Posted by: Aaron Pressman on April 10, 2007
Shares of innovative wireless carrier MetroPCS are expected to be priced one day next week. That’s as specific as lead underwriters Bear Stearns will go. The expected price range is still $19 to $21 a share, as I mentioned the other day. The stock will trade on the New York Stock Exchange under the symbol PCS. It’s very difficult for individual investors to buy shares of hot IPOs at the offering price. Best bet is to have an account with one of the brokerage firms in the underwriting syndicate. Bear Stearns, Banc of America, Merrill Lynch, Morgan Stanley, UBS, Thomas Weisel, Wachovia Securities and Raymond James are listed on the prospectus.
Buying hot IPOs in the aftermarket can be a recipe for trouble or a winning move, but it all depends on the valuation.

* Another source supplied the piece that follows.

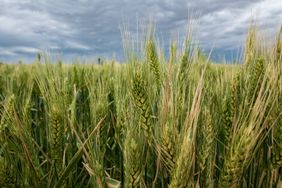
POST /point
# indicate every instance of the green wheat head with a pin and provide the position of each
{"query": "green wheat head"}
(140, 97)
(152, 58)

You might be better off buying a comparable company trading at a cheaper valuation. In this case, keep an eye on Leap Wireless (Symbol: LEAP), the only real comparable wireless company that’s already publicly traded. Currently around $72 a share, Leap has a market cap of almost $5 billion and an enterprise value of just over $6 billion. So the market sees the company as worth a little more than 5 times its revenue or 22 times its earnings before interest, taxes, depreciation and amortization.